Friday, March 20, 2009

Conscientious Objectors

Narrator: A new car built by my company leaves somewhere traveling at 60 mph. The rear differential locks up. The car crashes and burns with everyone trapped inside. Now, should we initiate a recall? Take the number of vehicles in the field, A, multiply by the probable rate of failure, B, multiply by the average out-of-court settlement, C. A times B times C equals X. If X is less than the cost of a recall, we don't do one.
Woman on plane: Are there a lot of these kinds of accidents?
Narrator: You wouldn't believe.
Woman on plane: Which car company do you work for?
Narrator: A major one.
--Fight Club

To what degree should one's own beliefs play a role in one's job or public role? The general rank and file Nazis are decried for contributing, via their mundane office work, to the deportation, imprisonment, or death of millions of people. From the secure vantage point of modern-day America, it seems obvious they should have taken a moral stand and refused to continue contributing to such a horror. Well, yes. Of course, it's not all that easy, and of course it wasn't as obvious at the time what was happening or especially how it would all end. (Incidentally, I highly recommend Hannah Arendt's Eichmann in Jerusalem: A Report on the Banality of Evil about Adolf Eichmann's post-WWII trial to anyone who hasn't read it.) At any rate, most of us think that ideally, the lower- and middle-rank Nazis (the higher ranks all being written off as pure evil, of course) should certainly have allowed their personal moral and religious beliefs (which, yes, most of them had) to trump the demands of their jobs, even if we admit this might have been difficult for them to do for various social and psychological reasons.

Conversely (though also obviously a less extreme example), John F. Kennedy promised to do exactly the opposite if elected to the presidency. He declared that his religion would not influence his decisions: "Whatever issue may come before me as President—on birth control, divorce, censorship, gambling or any other subject—I will make my decision in accordance with these views, in accordance with what my conscience tells me to be the national interest, and without regard to outside religious pressures or dictates." (I suppose this is slightly different as he is talking about the church's structure and demands rather than personal opinions, but he is still putting the national interest at the fore.) This was certainly a relief to many at the time, although it seems many people in more recent election years prefer their president's decisions to be heavily informed by his faith (but only when it agrees with their own—so maybe this isn't all that different from the JFK situation after all).
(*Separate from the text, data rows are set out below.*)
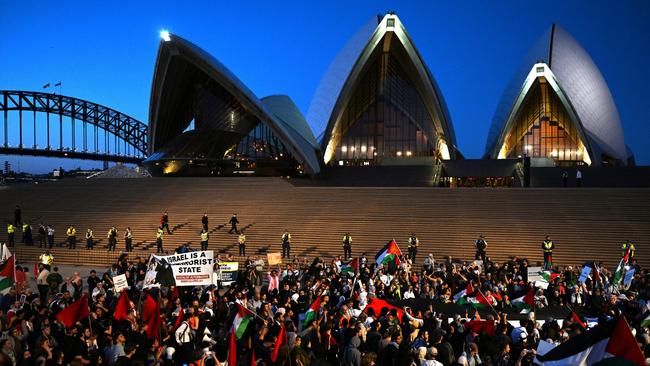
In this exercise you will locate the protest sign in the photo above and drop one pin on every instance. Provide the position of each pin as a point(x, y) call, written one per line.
point(119, 282)
point(186, 269)
point(274, 258)
point(227, 273)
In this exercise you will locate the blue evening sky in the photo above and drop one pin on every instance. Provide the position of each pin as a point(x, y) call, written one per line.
point(104, 51)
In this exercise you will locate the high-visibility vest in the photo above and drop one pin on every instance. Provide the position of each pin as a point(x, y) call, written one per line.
point(548, 246)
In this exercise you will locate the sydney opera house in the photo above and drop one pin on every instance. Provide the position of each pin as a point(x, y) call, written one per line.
point(377, 105)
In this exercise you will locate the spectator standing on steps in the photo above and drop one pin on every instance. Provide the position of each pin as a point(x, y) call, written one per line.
point(164, 222)
point(347, 246)
point(72, 237)
point(414, 243)
point(159, 237)
point(233, 224)
point(128, 239)
point(18, 216)
point(204, 221)
point(50, 236)
point(112, 239)
point(481, 246)
point(205, 236)
point(89, 239)
point(11, 231)
point(286, 244)
point(27, 234)
point(241, 241)
point(42, 234)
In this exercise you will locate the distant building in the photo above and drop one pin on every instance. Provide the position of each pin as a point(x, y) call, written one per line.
point(558, 108)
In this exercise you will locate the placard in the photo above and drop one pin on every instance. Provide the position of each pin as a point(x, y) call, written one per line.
point(120, 283)
point(227, 273)
point(187, 269)
point(274, 258)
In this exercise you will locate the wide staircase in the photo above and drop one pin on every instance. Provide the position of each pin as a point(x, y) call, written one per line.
point(585, 224)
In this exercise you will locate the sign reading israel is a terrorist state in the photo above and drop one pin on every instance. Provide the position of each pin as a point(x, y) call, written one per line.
point(187, 269)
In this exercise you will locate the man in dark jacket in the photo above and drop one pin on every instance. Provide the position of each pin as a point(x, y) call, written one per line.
point(351, 354)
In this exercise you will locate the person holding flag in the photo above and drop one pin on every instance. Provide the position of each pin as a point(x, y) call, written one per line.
point(547, 247)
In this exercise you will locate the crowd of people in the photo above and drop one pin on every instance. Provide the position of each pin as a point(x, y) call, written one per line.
point(345, 326)
point(317, 311)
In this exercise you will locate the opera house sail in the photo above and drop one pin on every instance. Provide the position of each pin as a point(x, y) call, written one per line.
point(205, 121)
point(387, 108)
point(558, 108)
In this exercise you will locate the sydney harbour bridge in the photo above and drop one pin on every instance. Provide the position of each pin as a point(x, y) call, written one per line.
point(51, 125)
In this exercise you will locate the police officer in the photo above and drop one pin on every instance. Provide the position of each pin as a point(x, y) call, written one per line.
point(204, 221)
point(128, 239)
point(233, 224)
point(205, 236)
point(628, 246)
point(414, 243)
point(89, 239)
point(27, 234)
point(11, 230)
point(159, 237)
point(481, 246)
point(347, 246)
point(42, 234)
point(241, 240)
point(112, 239)
point(286, 244)
point(164, 222)
point(547, 247)
point(72, 237)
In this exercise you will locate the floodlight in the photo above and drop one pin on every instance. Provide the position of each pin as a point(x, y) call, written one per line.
point(164, 34)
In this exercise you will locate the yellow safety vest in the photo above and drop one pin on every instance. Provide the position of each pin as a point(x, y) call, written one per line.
point(548, 246)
In ordinary life, where is the line to be drawn? Should pharmacists be able to refuse to fill prescriptions for the morning after pill or even ordinary birth control? My opinion: certainly not. They're there to perform a job. Yet there are plenty of circumstances in which I do not feel it is appropriate to use "it's my job; I have to" as a justification. For example, if your job entails encouraging people to take out loans they can't afford, denying needed medical care, covering up for legally dubious actions taken by your employer, or bombing civilians in a war, you should refuse. (These specific situations may not be the most universally morally abhorrent—plug in something better if you think of it.)

But there is grayer area yet. Working for a fast food chain could be morally problematic if one disagreed with any of the following practices (not an exhaustive list, I'm sure): industrial farming, grain-fed beef, CAFOs (confined animal feeding operations), high fructose corn syrup, supersizing, advertising junk food, not providing nutrition information in an easily accessible format, exploiting workers at low wages and limited benefits, and yes, even having gender-differentiated kids' meal toys.

The majority of jobs I can think of have the potential for conflict between one's personal values and one's duty. Health insurance—denying people with preexisting conditions affordable medical care because (gasp!) they actually need it? Marketing/advertising—for toys that turn children's brains to mush, for clothing companies who use sweatshop labor, for gas-guzzling cars? Near-monopolistic corporations (Microsoft, Wal-Mart)? Entrapping customers (Comcast, freecreditreport.com)?

Clearly these dilemmas mentioned are slanted a little toward my personal ethical framework and tendency to overthink everything, but in almost any job, there are potentially such dilemmas. How much compromise is too much? To what degree is it desirable that one lose one's sense of agency and become merely a representative of the company while at work? I'm sure, thanks to atrocities perpetuated by people simply doing their jobs, nobody really thinks everyone should do what is requested of them by their employer, no matter what. But obviously society would fail to function pretty quickly if large numbers of people made big ethical stinks about any given aspect of their job that bothered them. (Actually, that's probably not true. Ethical people who made such stinks would be replaced by scabs who would do whatever was asked of them, and the workforce would suddenly be almost entirely unethical.) We can't all run our own businesses, so how should we deal with this?